Вот, что случилось с ним в Иерусалиме. Город был уже взят, крестоносцы бегали по улицам. Кололи и грабили. Рыцарь Виллибальд без шлема, с изрубленным щитом, усталый до крайности, перескочил через низкий забор одного сада, желая отдохнуть под его тенью; вдруг слышит тихий, приятно-унылый голос женщины, идет и видит сарацинку, прекрасного ангела не более пятнадцати лет, совершенную невинность, в слезах, на коленях, молящую христианского Бога о жизни семерых ее братьев, которые скрывались в ближнем киоске. Какое зрелище для человека, видевшего за минуту все ужасы сражения. Рыцарь стоял неподвижно, пораженный, растроганный.
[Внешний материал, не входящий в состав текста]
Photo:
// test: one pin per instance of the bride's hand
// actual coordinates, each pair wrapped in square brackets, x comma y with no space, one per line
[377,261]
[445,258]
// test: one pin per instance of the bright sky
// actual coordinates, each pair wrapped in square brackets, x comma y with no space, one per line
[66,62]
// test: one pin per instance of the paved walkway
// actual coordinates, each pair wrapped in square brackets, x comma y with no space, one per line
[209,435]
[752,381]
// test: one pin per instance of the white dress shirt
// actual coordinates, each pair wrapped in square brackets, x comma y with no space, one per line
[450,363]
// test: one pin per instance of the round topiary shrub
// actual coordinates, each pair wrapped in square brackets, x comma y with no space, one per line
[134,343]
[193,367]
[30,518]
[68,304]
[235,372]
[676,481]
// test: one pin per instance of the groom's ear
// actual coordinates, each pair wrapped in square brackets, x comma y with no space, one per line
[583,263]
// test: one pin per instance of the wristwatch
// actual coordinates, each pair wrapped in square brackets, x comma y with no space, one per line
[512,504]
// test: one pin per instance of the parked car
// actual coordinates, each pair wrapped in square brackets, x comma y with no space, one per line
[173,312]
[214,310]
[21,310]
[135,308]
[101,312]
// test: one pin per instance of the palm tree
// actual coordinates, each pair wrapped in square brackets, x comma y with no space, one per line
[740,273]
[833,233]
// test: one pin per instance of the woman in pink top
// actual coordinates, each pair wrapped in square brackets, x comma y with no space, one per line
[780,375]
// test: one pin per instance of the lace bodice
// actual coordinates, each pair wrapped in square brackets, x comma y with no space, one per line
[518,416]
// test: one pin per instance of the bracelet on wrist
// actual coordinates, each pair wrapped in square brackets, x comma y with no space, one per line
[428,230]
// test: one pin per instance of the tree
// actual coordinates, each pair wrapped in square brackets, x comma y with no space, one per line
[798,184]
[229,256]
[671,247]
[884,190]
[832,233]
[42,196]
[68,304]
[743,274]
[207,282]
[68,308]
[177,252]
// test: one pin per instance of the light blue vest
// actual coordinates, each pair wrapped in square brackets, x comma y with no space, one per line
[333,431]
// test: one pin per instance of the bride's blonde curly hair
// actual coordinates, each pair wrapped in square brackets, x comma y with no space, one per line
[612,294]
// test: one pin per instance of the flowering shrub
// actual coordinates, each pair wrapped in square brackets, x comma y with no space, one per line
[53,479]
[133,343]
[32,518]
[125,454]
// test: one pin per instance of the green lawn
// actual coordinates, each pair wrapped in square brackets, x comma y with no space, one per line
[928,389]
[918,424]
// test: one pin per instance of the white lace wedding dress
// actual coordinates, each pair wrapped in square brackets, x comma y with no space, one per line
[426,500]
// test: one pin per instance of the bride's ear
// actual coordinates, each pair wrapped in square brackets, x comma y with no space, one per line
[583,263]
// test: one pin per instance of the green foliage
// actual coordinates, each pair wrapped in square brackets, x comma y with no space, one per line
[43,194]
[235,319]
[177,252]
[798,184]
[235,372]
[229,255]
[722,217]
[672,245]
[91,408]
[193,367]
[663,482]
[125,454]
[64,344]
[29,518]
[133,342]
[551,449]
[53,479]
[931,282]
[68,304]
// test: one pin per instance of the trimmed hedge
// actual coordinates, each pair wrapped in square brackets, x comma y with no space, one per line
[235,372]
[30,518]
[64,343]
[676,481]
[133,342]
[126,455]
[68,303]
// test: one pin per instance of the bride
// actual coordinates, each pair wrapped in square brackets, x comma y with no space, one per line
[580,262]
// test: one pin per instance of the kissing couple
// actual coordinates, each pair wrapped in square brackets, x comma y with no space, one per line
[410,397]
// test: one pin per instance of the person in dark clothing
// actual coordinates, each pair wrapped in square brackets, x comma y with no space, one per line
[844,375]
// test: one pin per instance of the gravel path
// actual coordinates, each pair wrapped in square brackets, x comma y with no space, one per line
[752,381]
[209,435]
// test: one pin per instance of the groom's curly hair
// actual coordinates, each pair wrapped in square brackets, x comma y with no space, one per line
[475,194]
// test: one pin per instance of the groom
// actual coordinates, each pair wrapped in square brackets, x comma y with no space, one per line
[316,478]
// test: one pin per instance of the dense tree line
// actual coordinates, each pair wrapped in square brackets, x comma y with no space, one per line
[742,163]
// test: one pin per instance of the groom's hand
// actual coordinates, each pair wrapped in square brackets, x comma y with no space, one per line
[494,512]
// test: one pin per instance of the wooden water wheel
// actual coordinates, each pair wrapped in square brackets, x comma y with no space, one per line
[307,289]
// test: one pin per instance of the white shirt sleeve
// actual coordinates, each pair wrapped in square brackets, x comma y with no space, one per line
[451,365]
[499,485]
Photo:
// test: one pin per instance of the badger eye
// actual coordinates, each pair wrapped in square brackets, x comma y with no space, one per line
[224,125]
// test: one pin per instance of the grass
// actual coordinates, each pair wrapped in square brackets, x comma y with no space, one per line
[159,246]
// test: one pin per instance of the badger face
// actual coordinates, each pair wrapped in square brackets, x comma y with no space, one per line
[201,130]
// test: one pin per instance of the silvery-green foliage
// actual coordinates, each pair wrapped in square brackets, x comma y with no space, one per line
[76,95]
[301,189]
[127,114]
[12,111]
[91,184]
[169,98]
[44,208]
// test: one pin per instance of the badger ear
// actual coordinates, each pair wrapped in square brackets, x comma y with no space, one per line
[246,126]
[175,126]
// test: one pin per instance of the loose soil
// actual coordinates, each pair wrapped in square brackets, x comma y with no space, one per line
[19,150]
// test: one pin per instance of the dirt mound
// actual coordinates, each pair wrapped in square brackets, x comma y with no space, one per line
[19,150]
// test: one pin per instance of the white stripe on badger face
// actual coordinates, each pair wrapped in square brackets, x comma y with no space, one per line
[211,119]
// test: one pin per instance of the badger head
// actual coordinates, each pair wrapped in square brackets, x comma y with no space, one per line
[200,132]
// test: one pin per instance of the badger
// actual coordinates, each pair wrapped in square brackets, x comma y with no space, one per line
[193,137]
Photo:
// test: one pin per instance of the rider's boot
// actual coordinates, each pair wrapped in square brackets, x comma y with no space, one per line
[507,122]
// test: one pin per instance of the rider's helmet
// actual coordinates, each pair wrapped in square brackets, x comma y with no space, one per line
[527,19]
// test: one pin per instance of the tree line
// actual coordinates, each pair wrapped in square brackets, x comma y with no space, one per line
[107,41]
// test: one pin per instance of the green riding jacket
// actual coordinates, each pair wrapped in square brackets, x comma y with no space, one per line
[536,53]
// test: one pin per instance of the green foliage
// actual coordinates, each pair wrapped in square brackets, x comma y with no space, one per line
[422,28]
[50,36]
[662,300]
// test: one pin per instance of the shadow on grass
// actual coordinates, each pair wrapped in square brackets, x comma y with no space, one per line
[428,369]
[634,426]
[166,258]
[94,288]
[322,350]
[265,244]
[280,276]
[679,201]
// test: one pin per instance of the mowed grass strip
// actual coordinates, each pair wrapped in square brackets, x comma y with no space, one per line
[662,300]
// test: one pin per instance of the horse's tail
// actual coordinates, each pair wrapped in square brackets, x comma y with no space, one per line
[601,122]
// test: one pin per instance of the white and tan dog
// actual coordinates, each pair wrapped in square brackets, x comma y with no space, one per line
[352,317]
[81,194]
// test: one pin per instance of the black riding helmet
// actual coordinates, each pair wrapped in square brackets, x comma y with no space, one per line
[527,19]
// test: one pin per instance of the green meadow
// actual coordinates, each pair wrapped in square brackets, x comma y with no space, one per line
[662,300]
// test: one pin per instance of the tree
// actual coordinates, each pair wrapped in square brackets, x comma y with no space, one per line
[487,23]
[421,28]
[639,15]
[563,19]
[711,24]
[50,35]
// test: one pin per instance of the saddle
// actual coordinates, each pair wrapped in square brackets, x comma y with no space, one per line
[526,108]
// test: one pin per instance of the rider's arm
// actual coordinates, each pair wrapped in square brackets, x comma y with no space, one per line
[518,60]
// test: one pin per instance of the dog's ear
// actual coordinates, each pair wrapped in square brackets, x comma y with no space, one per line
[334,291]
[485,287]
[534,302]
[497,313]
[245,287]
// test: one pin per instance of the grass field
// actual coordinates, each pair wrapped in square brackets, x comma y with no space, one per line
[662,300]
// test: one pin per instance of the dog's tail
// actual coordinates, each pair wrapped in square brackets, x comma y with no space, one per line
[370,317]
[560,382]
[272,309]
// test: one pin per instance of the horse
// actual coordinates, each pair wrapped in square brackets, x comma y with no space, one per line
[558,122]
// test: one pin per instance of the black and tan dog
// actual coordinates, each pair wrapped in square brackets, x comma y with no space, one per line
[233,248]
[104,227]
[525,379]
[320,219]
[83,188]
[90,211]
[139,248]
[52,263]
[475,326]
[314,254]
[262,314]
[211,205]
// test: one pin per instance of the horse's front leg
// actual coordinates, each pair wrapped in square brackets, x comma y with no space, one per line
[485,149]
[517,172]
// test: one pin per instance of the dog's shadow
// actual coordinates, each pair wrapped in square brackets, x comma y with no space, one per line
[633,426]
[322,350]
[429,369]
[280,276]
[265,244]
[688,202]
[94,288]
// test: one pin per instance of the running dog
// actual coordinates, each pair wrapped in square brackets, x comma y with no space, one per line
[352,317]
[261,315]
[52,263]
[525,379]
Невинность и миловидное лицо сарацинки, ее печаль, молитва, приятная гармония голоса, глаза, украшенные скорбию, прелестные руки, простертые к небу, волосы, разбросанные по плечам, гибкий стан, беспорядок одежды, юная, обнаженная грудь, которая быстро поднималась и опускалась, – всё вместе составляло совершенство девственной красоты, которая произвела глубокое впечатление на душе Виллибальда. «Я спасу твоих братьев», – воскликнул он, показавшись из-за деревьев. Незнакомка вздрогнула, побледнела, сложила руки, наклонила свою прелестную голову и сказала:

– Христианин, убей меня, но пощади моих братьев.

– Скорее сам погибну.

– Ах, не обмани меня, – продолжала Зулика (имя сарацинки), упавши в восхищении на грудь Виллибальда, который покрыл поцелуями нежные щеки ее, орошенные слезами. – Ты добр, христианин, для чего не все иноземцы твои с тобою сходны?

Между тем братья Зулики увидели в саду крестоносца и бежали к нему с обнаженными саблями. Зулика остановила их. «Он ваш спаситель», – сказала она, и рыцарь в знак уважения наклонил меч. В сию минуту множество бежавших христиан ворвалось в сад. Не внемля ни просьбам, ни угрозам Виллибальда, они, как исступленные, напали на сарацин, рыцарь защищал их мечом, рубил своих единоверцев, но превосходство числа победило, сарацины все побиты, и сам Виллибальд с глубокою раною на голове упал замертво на землю. Очувствовавшись, увидел он близ себя Зулику, окровавленную и мертвую. Милые глаза ее были тусклы, юная грудь неподвижна; единый легкий оттенок улыбки остался на устах, которые за несколько минут так трогательно молились. Бешенство овладело рыцарем. По счастию, Герсбрук находился в ту минуту при нем: он спас его жизнь и вылечил рану, но страшное воспоминание осталось в душе Виллибальда: образ Зулики его преследовал, он впал в глубокую меланхолию, беспрестанно задумывался, иногда приходил в бешеное исступление, часто заливался слезами и совершенно помутился в рассудке. Рыцарь Герман привез его в отечество, где в рощах замка Фельзека развел точно такой сад, в каком увидел и потерял Зулику. Там во всякое время под сумраком сеней скитался он, уединенный и мрачный; горемычная душа его находила сладкую пищу в тоске и воспоминании.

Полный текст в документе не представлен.